I have a different approach to documentaries than most people. I do become close and involved and connected to the participants in my films and I see the films as a collaborative process. I sometimes even go as far as discussing what we might shoot and planning it out with them somewhat. In some respects, I am something of a narrative fiction director who happens to be working in documentaries -- I take a lot of my structural storytelling and even visual design cues from fiction films. I think it is essential in each case that the final film feels true to the individuals portrayed and the essence of their stories, but I don't mind if the specifics of getting there are a little "organized" as long as they appear real. I have not had many complaints from the subjects. Since they are usually pretty aware of my process throughout filming, they tend to think the final products do just what I have prepared them for.
Do you have a method for choosing what stories you want to tell?

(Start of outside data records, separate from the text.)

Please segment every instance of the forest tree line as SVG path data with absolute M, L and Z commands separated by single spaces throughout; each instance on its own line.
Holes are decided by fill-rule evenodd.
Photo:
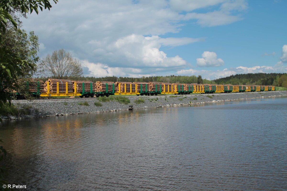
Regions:
M 236 74 L 214 80 L 203 79 L 200 75 L 143 76 L 139 78 L 106 76 L 95 77 L 84 76 L 71 77 L 73 80 L 108 82 L 156 82 L 170 83 L 231 84 L 232 85 L 258 85 L 282 86 L 287 88 L 287 74 L 257 73 Z M 284 82 L 286 81 L 286 82 Z

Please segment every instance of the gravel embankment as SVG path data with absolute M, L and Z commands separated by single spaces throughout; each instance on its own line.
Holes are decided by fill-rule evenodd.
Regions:
M 28 108 L 29 114 L 22 114 L 15 116 L 2 116 L 4 120 L 31 118 L 89 113 L 116 111 L 128 109 L 133 105 L 134 109 L 152 107 L 168 107 L 203 103 L 227 101 L 239 99 L 260 98 L 287 95 L 287 91 L 263 92 L 248 93 L 168 95 L 157 96 L 128 96 L 130 103 L 125 105 L 115 101 L 100 102 L 101 107 L 95 105 L 95 102 L 99 102 L 95 98 L 89 98 L 46 99 L 27 100 L 13 100 L 14 105 L 18 108 Z M 144 103 L 136 104 L 134 102 L 139 98 L 144 100 Z M 87 102 L 88 106 L 78 105 Z

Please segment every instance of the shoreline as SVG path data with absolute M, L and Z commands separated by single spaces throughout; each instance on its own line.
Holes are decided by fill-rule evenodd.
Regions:
M 125 96 L 130 103 L 120 103 L 115 101 L 107 102 L 99 101 L 98 98 L 71 98 L 59 99 L 12 100 L 12 103 L 19 111 L 18 116 L 1 116 L 4 120 L 42 117 L 72 115 L 79 115 L 128 110 L 129 106 L 134 109 L 170 107 L 243 99 L 263 98 L 287 96 L 287 91 L 245 93 L 187 95 L 161 95 L 152 96 Z M 108 98 L 109 98 L 110 97 Z M 139 99 L 144 103 L 136 104 L 134 101 Z M 85 102 L 85 104 L 82 104 Z M 97 106 L 99 102 L 101 106 Z M 98 103 L 98 104 L 99 103 Z M 97 104 L 97 105 L 98 105 Z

I am pretty specifically and narrowly interested in expressive people who are undergoing something in the present, ideally with an ending in sight. It's not easy to sell me on a concept. In spite of Gabriel and Leora's infectious passion, I was not sold on a film about homelessness until Margaret found Tent City and we met the residents there, so many of whom had riveting problems and compelling and surprising personalities.
The political stance of the film is not something that feels heavy handed or forced on the audience -- is this something that you strive for in your filmmaking style, and what is your intended goal or message in making this film? Do you think it has a life beyond audiences simply experiencing the stories of these people?
I don't really go into films with a political stance of my own. I tend to let people tell their own stories and try to maintain as much neutrality as possible. It's exciting to have made a film for OWN -- they have the potential to make a lot of noise, so hopefully this film will have a long, loud life. But insofar as a political stance on the thorny issue of homelessness, I don't really have one. And I'm not sure anyone would care even if I did. But there are certainly some impassioned individuals on that screen.
"Tent City USA" premieres tonight on OWN at 8 p.m. EST.